California: Camp fire death toll rises to 71 with more than 1,000 missing

  17 November 2018    Read: 1245
California: Camp fire death toll rises to 71 with more than 1,000 missing

Rescue workers said on Friday they were searching for more than 1,000 people reported missing in a northern California town reduced to ashes by the deadliest wildfire in the state’s history, as the death toll increased to 71, The Guardian reported.

The sheriff’s “unaccounted for” list from the Camp fire leapt by hundreds of people for a second successive evening, up from 631 missing a day earlier.

Officials on Friday said remains of eight more victims had been found in and around the town of Paradise. The Camp fire, which erupted a week ago in the Sierra foothills 175 miles (280km) north of San Francisco, is the country’s deadliest in a century.

The Butte county sheriff, Kory Honea, said Friday that a list that he released Thursday of 631 names has now increased to 1,011 names.

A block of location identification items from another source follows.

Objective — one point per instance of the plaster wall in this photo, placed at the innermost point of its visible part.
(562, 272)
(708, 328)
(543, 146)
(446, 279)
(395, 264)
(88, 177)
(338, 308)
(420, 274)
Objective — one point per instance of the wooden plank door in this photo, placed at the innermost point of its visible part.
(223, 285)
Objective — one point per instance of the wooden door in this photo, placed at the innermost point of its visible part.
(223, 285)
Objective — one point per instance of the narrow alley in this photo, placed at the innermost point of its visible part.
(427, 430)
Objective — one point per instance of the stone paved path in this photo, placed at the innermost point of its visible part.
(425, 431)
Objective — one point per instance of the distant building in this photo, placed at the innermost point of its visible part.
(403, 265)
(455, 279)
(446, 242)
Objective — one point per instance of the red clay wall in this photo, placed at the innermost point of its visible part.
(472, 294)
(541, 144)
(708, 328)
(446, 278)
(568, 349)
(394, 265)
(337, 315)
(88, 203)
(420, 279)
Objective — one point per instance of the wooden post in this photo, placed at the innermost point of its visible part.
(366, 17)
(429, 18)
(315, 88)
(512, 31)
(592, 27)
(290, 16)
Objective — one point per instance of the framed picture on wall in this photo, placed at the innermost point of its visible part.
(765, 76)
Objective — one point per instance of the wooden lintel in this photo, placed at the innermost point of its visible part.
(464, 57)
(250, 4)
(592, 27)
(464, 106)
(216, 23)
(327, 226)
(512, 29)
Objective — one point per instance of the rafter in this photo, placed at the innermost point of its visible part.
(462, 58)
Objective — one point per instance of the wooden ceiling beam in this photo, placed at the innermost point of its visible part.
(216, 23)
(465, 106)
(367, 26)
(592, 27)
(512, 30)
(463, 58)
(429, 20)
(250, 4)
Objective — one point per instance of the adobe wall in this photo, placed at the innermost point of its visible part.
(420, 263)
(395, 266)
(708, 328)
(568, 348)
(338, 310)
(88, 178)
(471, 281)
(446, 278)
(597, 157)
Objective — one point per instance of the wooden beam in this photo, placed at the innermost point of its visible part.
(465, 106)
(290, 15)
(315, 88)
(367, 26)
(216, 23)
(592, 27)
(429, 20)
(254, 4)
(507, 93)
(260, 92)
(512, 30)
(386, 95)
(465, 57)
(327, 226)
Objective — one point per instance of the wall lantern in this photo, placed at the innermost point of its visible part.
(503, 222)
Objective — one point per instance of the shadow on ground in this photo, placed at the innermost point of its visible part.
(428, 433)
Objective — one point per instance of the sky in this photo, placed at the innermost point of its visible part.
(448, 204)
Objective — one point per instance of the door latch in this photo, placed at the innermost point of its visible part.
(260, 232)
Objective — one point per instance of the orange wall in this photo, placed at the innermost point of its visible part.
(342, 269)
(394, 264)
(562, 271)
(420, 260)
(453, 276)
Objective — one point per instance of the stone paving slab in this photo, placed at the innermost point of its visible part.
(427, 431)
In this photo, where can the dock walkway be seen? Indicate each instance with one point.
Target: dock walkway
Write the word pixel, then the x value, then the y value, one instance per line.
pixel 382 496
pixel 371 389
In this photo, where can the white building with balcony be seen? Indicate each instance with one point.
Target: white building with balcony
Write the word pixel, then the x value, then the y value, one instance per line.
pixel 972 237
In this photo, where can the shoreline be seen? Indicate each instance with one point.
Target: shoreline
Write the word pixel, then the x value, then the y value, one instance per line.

He called it “a dynamic list” that would fluctuate up and down and urged the public to consult the list to see if their names are on it and let authorities know if they are OK.

The White House announced that Donald Trump would visit California on Saturday to meet with victims of the deadly wildfires raging in northern and southern California.

Critics say Trump politicized the fires by casting blame on forest mismanagement; he repeated his statements in an interview with Fox News to be broadcast Sunday.

Authorities attribute the death toll in part to the speed with which flames raced through the town of 27,000, driven by wind and fueled by desiccated scrub and trees.

Nearly 12,000 homes and buildings burned hours after the blaze erupted, the California department of forestry and fire protection (Cal Fire) said. The fire left a ghostly expanse of empty lots covered in ash and strewn with debris.

Thousands of additional structures are still threatened as firefighters, many from distant states, labored to contain and suppress the flames.

The big rise in the number of missing is because of a detailed review of emergency calls and missing people reports, and the extension of the search for victims.